La tête des autres d’après Marcel Aymé au Centre dramatique de La Courneuve

Centre culturel Jean-Houdremont, 11 avenue du Général-Leclerc,
Réservations : 01 49 92 61 61.
Du 11 janvier au 29 janvier 2012
Les mercredis, vendredis et samedis à 20h30, Les jeudis à 19h, Les dimanches à 16h30.

Mise en scène Elisabeth Hölzle  avec
Marc Allgeyer ● Bernard Daisey ● Myriam Derbal . Damiène Giraud ● Maria Gomez ● Jean-François Maenner. Jean-Luc Mathevet ● Jean-Pierre Rouvellat.

Scénographie et costumes : Loïc Loeiz Hamon. Création lumière et régie générale : Julien Barbazin.

Un plaidoyer contre la peine de mort traité comme une farce où tous les convives devenus justiciers de leur propre vie, devraient se demander quelle est cette tête qui trône sur leur table.

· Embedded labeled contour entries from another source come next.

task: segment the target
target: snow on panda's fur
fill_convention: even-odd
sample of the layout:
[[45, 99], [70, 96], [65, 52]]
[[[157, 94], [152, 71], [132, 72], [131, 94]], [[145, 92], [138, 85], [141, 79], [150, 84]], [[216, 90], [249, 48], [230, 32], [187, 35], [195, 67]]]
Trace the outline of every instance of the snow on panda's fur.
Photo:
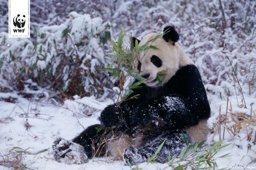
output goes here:
[[[182, 132], [190, 143], [206, 139], [210, 107], [200, 75], [177, 42], [179, 35], [174, 28], [166, 27], [164, 32], [152, 44], [159, 49], [141, 53], [134, 63], [139, 75], [147, 78], [144, 86], [131, 94], [139, 97], [108, 106], [99, 117], [101, 125], [88, 127], [72, 141], [57, 139], [53, 145], [57, 161], [77, 163], [96, 154], [135, 164], [154, 155], [165, 140], [156, 160], [162, 162], [169, 152], [174, 156], [185, 147]], [[133, 38], [133, 43], [137, 40], [142, 46], [156, 35], [150, 34], [141, 41]], [[162, 85], [156, 77], [164, 70], [167, 77]], [[75, 146], [79, 152], [71, 149]]]

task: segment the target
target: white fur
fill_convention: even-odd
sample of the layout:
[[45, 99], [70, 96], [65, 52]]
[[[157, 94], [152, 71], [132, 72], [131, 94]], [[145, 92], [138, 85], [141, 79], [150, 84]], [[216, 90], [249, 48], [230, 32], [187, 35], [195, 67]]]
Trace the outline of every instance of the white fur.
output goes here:
[[[157, 33], [151, 33], [144, 37], [139, 43], [139, 46], [142, 46], [147, 41], [154, 38]], [[169, 40], [166, 42], [162, 38], [157, 38], [154, 42], [150, 42], [149, 45], [156, 46], [159, 50], [150, 48], [147, 51], [141, 52], [139, 55], [139, 61], [141, 63], [141, 72], [139, 76], [150, 74], [145, 84], [149, 86], [157, 87], [160, 85], [158, 81], [156, 81], [158, 72], [165, 70], [166, 71], [167, 77], [162, 80], [162, 83], [167, 83], [175, 74], [176, 71], [182, 66], [188, 64], [194, 64], [193, 62], [186, 55], [180, 45], [175, 42]], [[157, 67], [151, 61], [153, 55], [158, 57], [162, 60], [162, 66]], [[135, 63], [135, 68], [137, 68], [138, 62]]]

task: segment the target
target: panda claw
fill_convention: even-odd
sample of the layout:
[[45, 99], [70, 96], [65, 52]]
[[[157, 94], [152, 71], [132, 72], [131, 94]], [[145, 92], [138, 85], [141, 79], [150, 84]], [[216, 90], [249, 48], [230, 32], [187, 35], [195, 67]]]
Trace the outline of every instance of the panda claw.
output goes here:
[[56, 161], [68, 164], [84, 163], [88, 160], [83, 148], [71, 141], [58, 138], [52, 145], [53, 157]]
[[129, 165], [129, 162], [131, 165], [134, 165], [144, 162], [146, 158], [140, 154], [135, 148], [128, 147], [123, 150], [123, 160], [124, 165]]

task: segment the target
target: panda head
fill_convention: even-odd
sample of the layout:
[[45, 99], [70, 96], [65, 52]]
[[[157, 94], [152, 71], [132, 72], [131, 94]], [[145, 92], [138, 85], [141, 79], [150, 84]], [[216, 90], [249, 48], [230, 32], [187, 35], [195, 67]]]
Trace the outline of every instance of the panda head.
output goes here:
[[[150, 43], [150, 45], [158, 49], [150, 48], [141, 52], [134, 63], [134, 68], [139, 76], [147, 79], [144, 83], [148, 86], [157, 87], [161, 86], [157, 80], [159, 72], [165, 70], [166, 77], [161, 80], [162, 84], [166, 83], [175, 74], [176, 71], [183, 65], [193, 64], [185, 52], [176, 42], [179, 35], [172, 26], [165, 27], [162, 37]], [[138, 40], [139, 46], [145, 44], [157, 36], [157, 33], [146, 35], [140, 41], [133, 37], [133, 42], [135, 46], [135, 41]]]
[[17, 21], [19, 22], [19, 23], [23, 23], [25, 21], [25, 16], [26, 16], [25, 15], [23, 15], [23, 16], [21, 17], [19, 14], [18, 14], [16, 18]]

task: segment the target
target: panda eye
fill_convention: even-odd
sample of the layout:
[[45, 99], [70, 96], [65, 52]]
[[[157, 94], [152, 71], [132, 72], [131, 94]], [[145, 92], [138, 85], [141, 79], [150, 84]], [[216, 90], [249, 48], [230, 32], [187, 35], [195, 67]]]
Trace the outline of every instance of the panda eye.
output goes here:
[[139, 71], [140, 71], [141, 67], [141, 63], [139, 61], [139, 64], [138, 64], [138, 66], [137, 66], [137, 69], [138, 69]]
[[150, 60], [154, 65], [158, 67], [160, 67], [162, 66], [162, 60], [155, 55], [153, 55]]

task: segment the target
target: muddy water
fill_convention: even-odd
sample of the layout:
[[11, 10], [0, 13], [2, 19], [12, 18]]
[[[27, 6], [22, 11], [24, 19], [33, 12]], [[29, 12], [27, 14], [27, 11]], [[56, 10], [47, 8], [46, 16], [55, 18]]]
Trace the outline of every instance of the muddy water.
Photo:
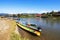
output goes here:
[[28, 38], [29, 40], [60, 40], [60, 19], [56, 18], [21, 18], [20, 23], [26, 24], [29, 19], [29, 23], [37, 24], [42, 28], [41, 36], [34, 36], [20, 28], [19, 32], [21, 37]]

 Ah messieurs les procureurs, magistrats, avocats  quand vous vous bousculez pour vous payer la tête des autres, c’est votre métier après tout, vous êtes-vous jamais demandé quelle mine vous feriez si les rôles étaient renversés  si vous deviez vous mettre à table devant un condamné à mort, assoiffé de justice.

 Marcel Aymé se paye la tête de la Justice avec une telle insolence dans sa pièce « La tête des autres » qu’une levée de boucliers de ses représentants, demanda son interdiction, à sa création au Théâtre de l’Atelier en 1952.  Figurez-vous que cette comédie est toujours d’actualité puisque la troupe Avoc’art, composée d’avocats, bordelais, l’a jouée tout récemment « pour faire allusion aux liens de subordination qu’il peut y avoir entre le pouvoir et la magistrature dont nous allons donner une image quelque peu caustique » .

 Qui veut faire l’ange fait la bête. Cette courte sentence de PASCAL, Marcel Aymé la fait sienne  pour dresser le portrait d’une société qui apparait dans toute sa grossièreté, dès lors que les gros fils qui la sous-tendent, se lâchent pour devenir les croche-pattes, les nœuds des futurs pendus à la langue trop pendue etc.

 Vérité et justice ne font pas bon ménage, il n’y a qu’une clé pour redorer leur blason, la communion de leurs intérêts. A chacun sa vérité,  il faut attendre que la roue tourne comme au manège. Maintenant conclure que celui qui tire le pompon est peut être celui qui envoie la tête des autres au panier, c’est une conclusion qui n’a pas fini de faire grincer le carrousel.

 Dans ce manège, bien installés sur leurs dadas, des notables tournent et font les beaux en nous saluant tour à tour, en nous agrémentant de joyeuses ritournelles de Boris Vian, d’Henri Salvador, ce qui est tout de même assez incongru. L’habit ne fait pas le moine. Chacun sait qu’un homme peut très bien aller à l’église, s’agenouiller devant Dieu, et signer ensuite le papier qui condamnera à mort son prochain. Et cela n’empêche  pas la terre de tourner, bien au contraire.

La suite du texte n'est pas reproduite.